In an article on the BikePortland blog, Klotz states that the basis for his less-than-friendly-to-bikes description is based on two Board actions:  a June 2011 vote on the 50’s Bikeway Plan and a November 2014 vote concerning SE Clinton.

However, both votes were overwhelmingly pro-bike and supported by Klotz.  In June 2011, the RNA voted overwhelmingly to write a letter of support for the 50’s Bikeway Plan and in November 2014, voted unanimously to request the city to study bike and pedestrian safety on Clinton and recommend traffic calming treatments. Klotz supported and joined in the vote on both items.  These Minutes are on the RNA’s website.

Contrary to The Southeast Examiner article, there has never been tension on bike issues and never has there been an anti-bike or “less than bike-friendly” vote by the Board.

Myself (a 20-year all-weather bike commuter) and other board members are scratching heads wondering where this description of the Board comes from.

Where it comes from is the fact that organizing and mobilizing the pro-high density/anti-parking crowd is very hard, while it’s very easy to organize and mobilize the biking community by calling the Board and incumbents “less than bike-friendly” to the BikeLoud listserve.

Because of this negative, polarizing, and untrue label being placed on the RNA, Board Members have stated they feel intimidated and vulnerable from sharing their opinions on issues, for fear of being labeled anti-bike or “less then bike-friendly” and of being voted out in next year’s election with a repeat of the tactics used this year.

It’s healthy to have difference of opinion and perspectives on a NA board.
It’s not healthy to play dirty politics to try to oust those who don’t share your opinions. That dirty politics and negative campaigning occurs on the national, state and city political stage is not reason to be ok with it happening on the neighborhood level.

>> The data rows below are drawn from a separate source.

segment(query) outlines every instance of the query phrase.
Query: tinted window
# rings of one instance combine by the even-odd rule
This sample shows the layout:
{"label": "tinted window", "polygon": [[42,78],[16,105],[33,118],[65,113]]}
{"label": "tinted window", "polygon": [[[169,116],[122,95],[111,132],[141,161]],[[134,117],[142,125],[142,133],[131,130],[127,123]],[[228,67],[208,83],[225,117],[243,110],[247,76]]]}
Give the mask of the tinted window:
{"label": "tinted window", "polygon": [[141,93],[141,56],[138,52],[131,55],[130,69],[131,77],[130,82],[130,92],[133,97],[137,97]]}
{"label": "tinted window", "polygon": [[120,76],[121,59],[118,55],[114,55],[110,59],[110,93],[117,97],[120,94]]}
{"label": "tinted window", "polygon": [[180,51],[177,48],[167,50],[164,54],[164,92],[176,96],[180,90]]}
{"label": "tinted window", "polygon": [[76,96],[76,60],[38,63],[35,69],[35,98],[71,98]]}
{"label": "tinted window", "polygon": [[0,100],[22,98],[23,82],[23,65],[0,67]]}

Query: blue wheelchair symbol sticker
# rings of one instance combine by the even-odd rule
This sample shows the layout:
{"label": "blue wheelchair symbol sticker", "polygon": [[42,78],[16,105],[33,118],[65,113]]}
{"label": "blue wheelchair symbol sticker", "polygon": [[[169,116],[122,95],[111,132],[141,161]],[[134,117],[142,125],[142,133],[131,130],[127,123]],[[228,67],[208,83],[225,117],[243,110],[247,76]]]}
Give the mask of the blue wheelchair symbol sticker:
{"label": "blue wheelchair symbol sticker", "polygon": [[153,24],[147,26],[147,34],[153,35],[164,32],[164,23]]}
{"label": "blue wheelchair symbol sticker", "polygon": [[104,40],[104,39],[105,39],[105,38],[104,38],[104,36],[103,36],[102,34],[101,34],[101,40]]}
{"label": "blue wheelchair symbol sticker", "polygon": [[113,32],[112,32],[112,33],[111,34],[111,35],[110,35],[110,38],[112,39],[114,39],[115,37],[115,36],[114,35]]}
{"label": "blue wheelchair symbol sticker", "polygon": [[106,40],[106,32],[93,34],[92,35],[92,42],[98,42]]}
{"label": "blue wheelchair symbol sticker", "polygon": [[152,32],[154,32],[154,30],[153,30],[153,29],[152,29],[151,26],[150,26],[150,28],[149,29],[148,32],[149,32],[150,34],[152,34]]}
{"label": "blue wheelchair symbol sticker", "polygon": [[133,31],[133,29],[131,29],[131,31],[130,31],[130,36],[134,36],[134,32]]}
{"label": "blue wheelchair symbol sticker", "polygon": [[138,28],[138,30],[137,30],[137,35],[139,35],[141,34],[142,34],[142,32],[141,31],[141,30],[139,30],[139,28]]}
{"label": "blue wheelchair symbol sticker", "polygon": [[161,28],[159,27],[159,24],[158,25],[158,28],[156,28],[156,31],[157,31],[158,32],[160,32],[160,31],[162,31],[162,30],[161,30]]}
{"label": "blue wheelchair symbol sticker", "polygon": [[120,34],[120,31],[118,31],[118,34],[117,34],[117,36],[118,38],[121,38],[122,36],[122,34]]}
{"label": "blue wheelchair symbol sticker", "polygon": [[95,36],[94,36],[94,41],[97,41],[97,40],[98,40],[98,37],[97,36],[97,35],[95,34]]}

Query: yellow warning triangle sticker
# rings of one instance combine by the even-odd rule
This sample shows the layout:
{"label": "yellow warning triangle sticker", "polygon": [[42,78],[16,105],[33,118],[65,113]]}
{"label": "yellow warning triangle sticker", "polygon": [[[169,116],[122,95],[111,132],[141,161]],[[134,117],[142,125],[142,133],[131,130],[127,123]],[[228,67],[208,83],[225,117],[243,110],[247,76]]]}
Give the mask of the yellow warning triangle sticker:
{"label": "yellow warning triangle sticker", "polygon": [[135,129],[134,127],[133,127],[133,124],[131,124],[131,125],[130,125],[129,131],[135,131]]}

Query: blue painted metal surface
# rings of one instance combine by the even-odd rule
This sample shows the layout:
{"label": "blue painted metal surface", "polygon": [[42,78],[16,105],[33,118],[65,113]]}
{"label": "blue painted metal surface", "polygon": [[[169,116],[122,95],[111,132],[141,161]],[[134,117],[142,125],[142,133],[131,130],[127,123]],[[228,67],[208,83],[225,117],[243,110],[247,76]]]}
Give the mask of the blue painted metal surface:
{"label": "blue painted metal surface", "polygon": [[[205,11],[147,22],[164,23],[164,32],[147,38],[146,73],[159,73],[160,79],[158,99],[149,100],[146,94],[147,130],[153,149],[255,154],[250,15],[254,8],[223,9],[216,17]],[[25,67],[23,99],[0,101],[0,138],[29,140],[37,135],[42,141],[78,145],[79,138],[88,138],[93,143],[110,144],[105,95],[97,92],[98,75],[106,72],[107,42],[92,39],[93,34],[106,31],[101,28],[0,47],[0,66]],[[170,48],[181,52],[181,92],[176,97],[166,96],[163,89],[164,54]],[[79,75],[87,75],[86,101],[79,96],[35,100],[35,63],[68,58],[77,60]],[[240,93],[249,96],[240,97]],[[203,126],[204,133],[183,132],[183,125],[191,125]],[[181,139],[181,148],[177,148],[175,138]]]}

There is no reason or justification for a board member, who is bound by a Code of Ethics requirement to treat other board members fairly and equally, to resort to making untrue and disparaging comments about their neighbors who sit on a NA board.  (Klotz agrees that he is bound by the RNA’s Code of Ethics but he is the only Board Member who refuses to sign it.)

NA board members are all unpaid volunteers devoting a few hours a month to meetings. They do not steer pork barrel projects to their neighborhoods, oversee much money, or enact laws or city code. NAs, for the most part, have very little power, but they are very important in that for the city, they are the default representative for everyone who lives in the neighborhood on neighborhood and city-wide issues.

They can play an important role in shaping city policy and action. This is why people in the community need to be aware of what’s going on in their neighborhood association.